There were a couple of scares as John Mousinho and Zebroski got behind Luke O’Brien to whip in dangerous crosses but Rhys Evans clung on to one and Harrold missed the other.

It was far from a classic but McCall must have felt his men were on course for at least a hard-gleaned away point.

From a watching point of view, things thankfully opened up after the break. The arrival of teenage striker Angelo Balanta, on loan from QPR, livened up the home side, who started to look like they actually wanted to win the game.

With Wycombe coming out to play, City too sensed the opportunity to make inroads. TJ Moncur began to fly forward from right back and was disappointed not to get a cleaner connection when a chance to have a crack from 25 yards out suddenly beckoned.

O’Brien was also growing more positive and delivered a peach of a cross with his right foot that sailed just beyond Thorne at the far post.

But Wycombe should have grabbed the lead on 53 minutes as Zebroski stretched to send a Phillips cross past Evans. The crowd waited for the net to ruffle but instead the ball hit the inside of the far post, bounced along the line and straight into the arms of the relieved keeper.

After Barnet’s disputed equaliser in the previous league game, the City stopper will feel he was due that change of fortune.

The near-miss stirred up the home support which had been totally outsung by their City counterparts and the excellent drummer. We had a game on our hands.

Wycombe were creating more pressure without too much threat. Zebroski glanced a header over but the City rearguard resisted most that came their way.

A few players kept losing their footing and it looked like the only way of separating the sides would come from a slip or lucky deflection.
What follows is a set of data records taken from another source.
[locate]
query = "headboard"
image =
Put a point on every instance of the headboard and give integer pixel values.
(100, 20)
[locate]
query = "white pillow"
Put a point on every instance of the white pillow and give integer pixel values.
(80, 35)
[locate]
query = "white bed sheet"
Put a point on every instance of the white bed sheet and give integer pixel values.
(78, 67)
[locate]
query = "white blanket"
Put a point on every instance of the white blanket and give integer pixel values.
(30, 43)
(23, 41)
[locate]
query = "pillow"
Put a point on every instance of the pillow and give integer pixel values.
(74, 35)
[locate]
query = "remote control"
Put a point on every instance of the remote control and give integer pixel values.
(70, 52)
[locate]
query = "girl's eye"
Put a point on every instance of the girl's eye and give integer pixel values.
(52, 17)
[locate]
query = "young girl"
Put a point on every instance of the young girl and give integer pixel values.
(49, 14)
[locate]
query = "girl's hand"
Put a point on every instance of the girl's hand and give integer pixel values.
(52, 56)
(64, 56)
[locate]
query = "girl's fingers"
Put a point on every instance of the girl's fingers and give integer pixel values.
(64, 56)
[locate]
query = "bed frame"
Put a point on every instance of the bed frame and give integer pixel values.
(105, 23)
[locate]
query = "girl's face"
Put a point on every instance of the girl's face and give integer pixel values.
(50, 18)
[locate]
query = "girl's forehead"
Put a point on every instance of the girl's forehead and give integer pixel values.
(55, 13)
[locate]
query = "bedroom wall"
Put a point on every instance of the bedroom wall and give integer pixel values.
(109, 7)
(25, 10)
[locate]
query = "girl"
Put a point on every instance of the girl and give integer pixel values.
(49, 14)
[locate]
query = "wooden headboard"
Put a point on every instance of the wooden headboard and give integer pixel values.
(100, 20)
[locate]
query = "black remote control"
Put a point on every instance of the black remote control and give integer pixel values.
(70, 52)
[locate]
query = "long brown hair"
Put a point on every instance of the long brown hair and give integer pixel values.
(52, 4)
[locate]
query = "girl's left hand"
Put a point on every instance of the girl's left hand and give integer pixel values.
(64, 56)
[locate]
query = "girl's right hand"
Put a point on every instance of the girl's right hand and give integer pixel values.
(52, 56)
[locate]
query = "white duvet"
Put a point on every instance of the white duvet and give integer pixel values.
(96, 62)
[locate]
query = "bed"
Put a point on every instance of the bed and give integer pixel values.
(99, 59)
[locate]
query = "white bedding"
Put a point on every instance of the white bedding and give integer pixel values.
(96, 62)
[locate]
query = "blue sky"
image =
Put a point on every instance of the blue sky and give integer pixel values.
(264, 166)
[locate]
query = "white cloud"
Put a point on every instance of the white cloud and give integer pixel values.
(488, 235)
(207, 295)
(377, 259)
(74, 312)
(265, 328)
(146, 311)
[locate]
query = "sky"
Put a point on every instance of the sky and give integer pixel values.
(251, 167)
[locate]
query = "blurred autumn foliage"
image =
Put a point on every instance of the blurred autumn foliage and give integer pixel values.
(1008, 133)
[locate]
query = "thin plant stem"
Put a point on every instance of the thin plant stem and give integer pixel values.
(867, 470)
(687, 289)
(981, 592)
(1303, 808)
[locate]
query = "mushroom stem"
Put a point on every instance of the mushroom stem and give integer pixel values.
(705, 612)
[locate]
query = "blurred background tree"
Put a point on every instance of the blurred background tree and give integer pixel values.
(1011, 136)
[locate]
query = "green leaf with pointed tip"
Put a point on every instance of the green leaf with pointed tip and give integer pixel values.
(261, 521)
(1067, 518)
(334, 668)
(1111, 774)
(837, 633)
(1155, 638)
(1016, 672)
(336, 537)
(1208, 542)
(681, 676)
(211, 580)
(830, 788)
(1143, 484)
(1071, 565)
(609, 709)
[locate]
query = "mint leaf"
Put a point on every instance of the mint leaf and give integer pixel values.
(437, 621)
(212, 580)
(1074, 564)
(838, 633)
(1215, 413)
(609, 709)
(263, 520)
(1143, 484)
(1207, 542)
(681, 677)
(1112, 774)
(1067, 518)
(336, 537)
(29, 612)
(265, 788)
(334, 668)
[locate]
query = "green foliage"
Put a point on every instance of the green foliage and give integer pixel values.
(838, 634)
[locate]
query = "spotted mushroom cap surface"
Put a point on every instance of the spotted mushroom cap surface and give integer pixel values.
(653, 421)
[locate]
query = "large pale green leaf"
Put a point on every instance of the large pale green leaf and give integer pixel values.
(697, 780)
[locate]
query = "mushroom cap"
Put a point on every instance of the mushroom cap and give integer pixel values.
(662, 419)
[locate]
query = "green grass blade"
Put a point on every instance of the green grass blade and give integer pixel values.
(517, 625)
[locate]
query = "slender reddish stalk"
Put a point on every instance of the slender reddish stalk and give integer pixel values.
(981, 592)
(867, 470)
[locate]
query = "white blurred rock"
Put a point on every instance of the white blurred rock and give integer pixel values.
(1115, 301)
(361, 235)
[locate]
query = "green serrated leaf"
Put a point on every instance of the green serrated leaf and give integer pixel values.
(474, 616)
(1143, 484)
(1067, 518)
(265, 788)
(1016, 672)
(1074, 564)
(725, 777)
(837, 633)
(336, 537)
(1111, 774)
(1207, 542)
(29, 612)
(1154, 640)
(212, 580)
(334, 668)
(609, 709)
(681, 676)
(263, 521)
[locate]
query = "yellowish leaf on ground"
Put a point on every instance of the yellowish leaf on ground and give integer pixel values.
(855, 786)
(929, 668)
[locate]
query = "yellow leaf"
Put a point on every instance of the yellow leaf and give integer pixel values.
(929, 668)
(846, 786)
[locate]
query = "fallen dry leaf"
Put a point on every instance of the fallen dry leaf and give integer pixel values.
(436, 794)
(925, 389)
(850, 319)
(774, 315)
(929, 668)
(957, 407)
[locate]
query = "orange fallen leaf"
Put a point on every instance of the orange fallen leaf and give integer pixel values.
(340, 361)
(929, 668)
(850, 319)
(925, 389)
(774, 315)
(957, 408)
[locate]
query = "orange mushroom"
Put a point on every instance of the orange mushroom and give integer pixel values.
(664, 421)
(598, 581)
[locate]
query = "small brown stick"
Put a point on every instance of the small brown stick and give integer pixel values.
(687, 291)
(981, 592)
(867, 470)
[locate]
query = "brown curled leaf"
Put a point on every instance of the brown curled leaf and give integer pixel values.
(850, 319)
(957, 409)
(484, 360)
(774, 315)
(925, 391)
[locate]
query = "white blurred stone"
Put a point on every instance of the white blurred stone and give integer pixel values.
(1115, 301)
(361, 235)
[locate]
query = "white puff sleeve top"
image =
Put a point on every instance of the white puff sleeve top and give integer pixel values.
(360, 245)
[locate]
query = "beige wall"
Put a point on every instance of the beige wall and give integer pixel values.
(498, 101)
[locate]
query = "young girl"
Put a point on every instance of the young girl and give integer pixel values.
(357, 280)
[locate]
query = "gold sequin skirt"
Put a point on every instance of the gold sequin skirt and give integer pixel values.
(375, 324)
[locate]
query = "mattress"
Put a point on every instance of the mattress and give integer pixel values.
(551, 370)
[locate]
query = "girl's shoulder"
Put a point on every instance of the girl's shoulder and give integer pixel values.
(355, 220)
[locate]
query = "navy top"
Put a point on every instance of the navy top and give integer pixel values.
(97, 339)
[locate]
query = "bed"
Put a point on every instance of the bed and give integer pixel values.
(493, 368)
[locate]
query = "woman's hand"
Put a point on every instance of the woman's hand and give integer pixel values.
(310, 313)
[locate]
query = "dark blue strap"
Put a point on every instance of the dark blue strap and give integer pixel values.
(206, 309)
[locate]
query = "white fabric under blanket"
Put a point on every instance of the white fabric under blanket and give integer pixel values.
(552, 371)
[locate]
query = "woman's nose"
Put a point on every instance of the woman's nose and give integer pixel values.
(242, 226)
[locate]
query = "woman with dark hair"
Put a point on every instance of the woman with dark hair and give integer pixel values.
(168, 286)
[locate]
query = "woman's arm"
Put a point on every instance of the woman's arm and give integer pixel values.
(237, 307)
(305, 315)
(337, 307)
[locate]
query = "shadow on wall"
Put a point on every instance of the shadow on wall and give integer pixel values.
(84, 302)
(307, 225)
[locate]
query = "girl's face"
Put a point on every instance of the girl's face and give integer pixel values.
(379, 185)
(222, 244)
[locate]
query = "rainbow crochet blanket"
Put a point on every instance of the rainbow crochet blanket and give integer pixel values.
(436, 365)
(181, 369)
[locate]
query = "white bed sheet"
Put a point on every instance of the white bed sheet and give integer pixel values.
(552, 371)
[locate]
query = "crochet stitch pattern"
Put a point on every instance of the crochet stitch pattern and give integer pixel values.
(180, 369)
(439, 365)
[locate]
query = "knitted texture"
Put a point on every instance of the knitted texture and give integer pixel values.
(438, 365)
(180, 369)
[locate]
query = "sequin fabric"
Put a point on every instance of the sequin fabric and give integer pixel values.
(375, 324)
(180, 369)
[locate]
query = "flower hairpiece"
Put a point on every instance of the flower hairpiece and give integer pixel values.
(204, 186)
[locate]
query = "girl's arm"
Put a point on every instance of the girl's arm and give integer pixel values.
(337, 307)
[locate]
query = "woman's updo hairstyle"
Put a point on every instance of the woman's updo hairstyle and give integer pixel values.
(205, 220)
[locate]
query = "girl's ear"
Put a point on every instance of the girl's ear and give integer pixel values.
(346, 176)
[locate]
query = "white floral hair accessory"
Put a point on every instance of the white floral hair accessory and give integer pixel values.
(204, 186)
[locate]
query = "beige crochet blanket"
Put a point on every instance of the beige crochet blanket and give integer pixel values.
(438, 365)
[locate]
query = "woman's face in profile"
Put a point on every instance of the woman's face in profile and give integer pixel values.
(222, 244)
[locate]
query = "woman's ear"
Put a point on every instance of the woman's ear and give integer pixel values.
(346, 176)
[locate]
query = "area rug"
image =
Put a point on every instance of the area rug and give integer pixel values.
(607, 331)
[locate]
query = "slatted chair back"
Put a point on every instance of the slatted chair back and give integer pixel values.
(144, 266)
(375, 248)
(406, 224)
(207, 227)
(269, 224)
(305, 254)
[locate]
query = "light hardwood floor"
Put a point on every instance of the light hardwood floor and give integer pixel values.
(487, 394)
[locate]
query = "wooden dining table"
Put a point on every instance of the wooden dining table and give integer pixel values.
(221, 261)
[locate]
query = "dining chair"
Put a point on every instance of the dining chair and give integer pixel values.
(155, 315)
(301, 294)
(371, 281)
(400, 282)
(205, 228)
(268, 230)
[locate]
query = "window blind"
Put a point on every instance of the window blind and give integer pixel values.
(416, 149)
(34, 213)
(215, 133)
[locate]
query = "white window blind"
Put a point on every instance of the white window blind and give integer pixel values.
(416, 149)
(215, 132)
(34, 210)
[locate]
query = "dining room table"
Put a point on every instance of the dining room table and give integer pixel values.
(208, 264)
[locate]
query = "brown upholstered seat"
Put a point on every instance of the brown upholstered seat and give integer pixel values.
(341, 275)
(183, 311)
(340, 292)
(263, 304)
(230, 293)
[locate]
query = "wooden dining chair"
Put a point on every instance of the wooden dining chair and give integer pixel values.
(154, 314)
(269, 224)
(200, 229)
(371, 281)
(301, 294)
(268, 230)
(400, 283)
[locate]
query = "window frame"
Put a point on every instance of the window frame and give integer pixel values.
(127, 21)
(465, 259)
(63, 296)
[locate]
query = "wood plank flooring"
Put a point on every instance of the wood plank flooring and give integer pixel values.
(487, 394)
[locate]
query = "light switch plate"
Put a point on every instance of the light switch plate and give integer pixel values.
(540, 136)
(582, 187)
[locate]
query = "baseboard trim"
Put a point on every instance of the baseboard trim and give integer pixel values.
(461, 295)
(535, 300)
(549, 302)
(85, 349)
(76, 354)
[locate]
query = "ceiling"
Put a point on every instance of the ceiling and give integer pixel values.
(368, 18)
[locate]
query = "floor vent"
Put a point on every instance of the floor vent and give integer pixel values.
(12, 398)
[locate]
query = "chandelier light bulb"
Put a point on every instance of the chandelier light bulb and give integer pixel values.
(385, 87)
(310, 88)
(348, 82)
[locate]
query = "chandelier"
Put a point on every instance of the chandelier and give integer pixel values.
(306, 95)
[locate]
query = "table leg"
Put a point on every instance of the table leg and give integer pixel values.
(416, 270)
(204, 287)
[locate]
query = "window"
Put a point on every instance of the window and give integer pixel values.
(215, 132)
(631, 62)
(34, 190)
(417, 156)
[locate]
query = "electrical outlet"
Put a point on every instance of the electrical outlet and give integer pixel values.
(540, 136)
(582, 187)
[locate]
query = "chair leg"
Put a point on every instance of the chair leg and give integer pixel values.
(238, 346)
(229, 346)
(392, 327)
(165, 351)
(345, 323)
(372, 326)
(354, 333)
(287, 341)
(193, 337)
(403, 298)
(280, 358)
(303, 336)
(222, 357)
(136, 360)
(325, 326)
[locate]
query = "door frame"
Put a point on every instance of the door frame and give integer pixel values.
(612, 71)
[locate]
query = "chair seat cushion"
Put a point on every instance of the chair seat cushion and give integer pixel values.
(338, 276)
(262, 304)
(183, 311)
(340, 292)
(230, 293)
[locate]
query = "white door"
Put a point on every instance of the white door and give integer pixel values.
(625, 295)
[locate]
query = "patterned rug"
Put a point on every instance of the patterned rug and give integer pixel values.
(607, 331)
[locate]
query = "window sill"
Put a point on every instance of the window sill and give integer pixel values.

With 20 minutes to go and a point firmly in City’s sights, that is exactly what happened.

Mousinho’s through ball was cut out in the box by the sliding Lee. But his clearing tackle struck a Wycombe leg and suddenly fell into the path of Hunt.

The unmarked defender needed no invitation and smacked an angled drive past Evans.

McCall threw on Boulding as time ticked away but Wycombe weren’t going to cough up their precious advantage.

City mounted a late rally which saw Moncur shoot wide and crosses from Law and O’Brien whizz unrewarded across the goalmouth.